The model’s prediction of 80.26% potential buyers is remarkably strong, suggesting a very high interest in Hidden Farm coffee among our customer base. This percentage is well above our initial 70% threshold, which was set as the decision point for proceeding with the deal.

However, it’s crucial to note that while our model shows excellent performance, real-world factors can influence actual sales. The discrepancy between the total surveyed population (228) and the number of potential buyers (486) suggests that our model might be extrapolating beyond the initial survey data, which could introduce some uncertainty.

Despite this, the consistently high percentage of interested buyers across both the survey and the model predictions provides a strong indication of market potential.

Conclusion

Based on these results, the data strongly supports moving forward with the Hidden Farm coffee deal.

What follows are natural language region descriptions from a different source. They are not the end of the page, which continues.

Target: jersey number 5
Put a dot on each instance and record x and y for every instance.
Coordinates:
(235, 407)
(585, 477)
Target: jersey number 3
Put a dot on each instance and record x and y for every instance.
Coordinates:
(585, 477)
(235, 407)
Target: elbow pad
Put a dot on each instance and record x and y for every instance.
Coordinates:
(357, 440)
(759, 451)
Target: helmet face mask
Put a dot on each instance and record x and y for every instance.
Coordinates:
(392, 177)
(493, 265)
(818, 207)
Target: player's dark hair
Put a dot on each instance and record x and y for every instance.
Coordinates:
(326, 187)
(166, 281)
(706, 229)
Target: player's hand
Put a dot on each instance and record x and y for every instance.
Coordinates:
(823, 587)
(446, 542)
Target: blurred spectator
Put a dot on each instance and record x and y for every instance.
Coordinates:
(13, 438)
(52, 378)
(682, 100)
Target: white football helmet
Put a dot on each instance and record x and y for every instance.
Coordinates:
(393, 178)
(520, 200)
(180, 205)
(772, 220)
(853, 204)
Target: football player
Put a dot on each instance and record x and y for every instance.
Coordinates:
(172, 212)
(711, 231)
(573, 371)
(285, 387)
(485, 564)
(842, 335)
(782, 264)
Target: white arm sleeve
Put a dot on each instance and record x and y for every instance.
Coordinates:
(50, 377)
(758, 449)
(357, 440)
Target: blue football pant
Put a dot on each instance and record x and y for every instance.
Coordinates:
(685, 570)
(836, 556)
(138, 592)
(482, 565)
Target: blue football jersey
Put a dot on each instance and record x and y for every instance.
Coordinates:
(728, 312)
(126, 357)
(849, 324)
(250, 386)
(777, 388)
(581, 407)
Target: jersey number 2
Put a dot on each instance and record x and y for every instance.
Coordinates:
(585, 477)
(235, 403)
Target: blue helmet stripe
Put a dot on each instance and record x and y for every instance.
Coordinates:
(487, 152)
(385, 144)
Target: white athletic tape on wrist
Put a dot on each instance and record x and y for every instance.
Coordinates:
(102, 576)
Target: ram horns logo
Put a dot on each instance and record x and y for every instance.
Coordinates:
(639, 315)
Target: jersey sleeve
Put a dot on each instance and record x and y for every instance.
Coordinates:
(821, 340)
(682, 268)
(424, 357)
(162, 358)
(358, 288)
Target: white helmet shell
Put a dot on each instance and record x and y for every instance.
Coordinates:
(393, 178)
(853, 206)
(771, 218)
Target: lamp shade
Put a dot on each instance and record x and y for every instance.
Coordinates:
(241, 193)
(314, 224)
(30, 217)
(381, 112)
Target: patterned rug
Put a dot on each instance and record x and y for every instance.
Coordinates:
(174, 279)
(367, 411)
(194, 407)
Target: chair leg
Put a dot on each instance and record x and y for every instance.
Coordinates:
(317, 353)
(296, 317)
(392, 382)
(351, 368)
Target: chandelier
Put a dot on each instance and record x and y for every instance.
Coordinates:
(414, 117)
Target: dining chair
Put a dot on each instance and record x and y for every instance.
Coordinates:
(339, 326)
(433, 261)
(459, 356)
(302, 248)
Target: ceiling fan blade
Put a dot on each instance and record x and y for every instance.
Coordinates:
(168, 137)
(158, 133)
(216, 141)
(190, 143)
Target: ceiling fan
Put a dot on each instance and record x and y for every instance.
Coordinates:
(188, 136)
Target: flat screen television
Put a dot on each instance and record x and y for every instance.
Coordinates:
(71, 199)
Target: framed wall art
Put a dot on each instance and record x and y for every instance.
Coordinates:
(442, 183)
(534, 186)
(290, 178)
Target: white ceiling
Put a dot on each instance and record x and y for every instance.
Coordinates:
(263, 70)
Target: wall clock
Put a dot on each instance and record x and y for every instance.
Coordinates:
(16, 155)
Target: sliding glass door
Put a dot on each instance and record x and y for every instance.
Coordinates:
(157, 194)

The predicted interest level of 80.26% significantly exceeds our initial 70% threshold, indicating market potential for the product.

However, we must remember that data science and machine learning can inform our decisions but cannot make them for us. The final decision should consider additional factors such as:

  1. Risk tolerance: Are we prepared for the possibility that actual sales might not match predictions?
  2. Market conditions: How might external factors affect the success of Hidden Farm coffee?
  3. Resource allocation: Do we have the necessary resources to support this new product line?
  4. Long-term strategy: How does this fit into our overall business goals?

While the data provides a compelling case for proceeding with Hidden Farm coffee, the ultimate decision rests on a comprehensive evaluation of these and other relevant business factors. The strong predictive results should give us confidence, but they should be one part of a broader decision-making process.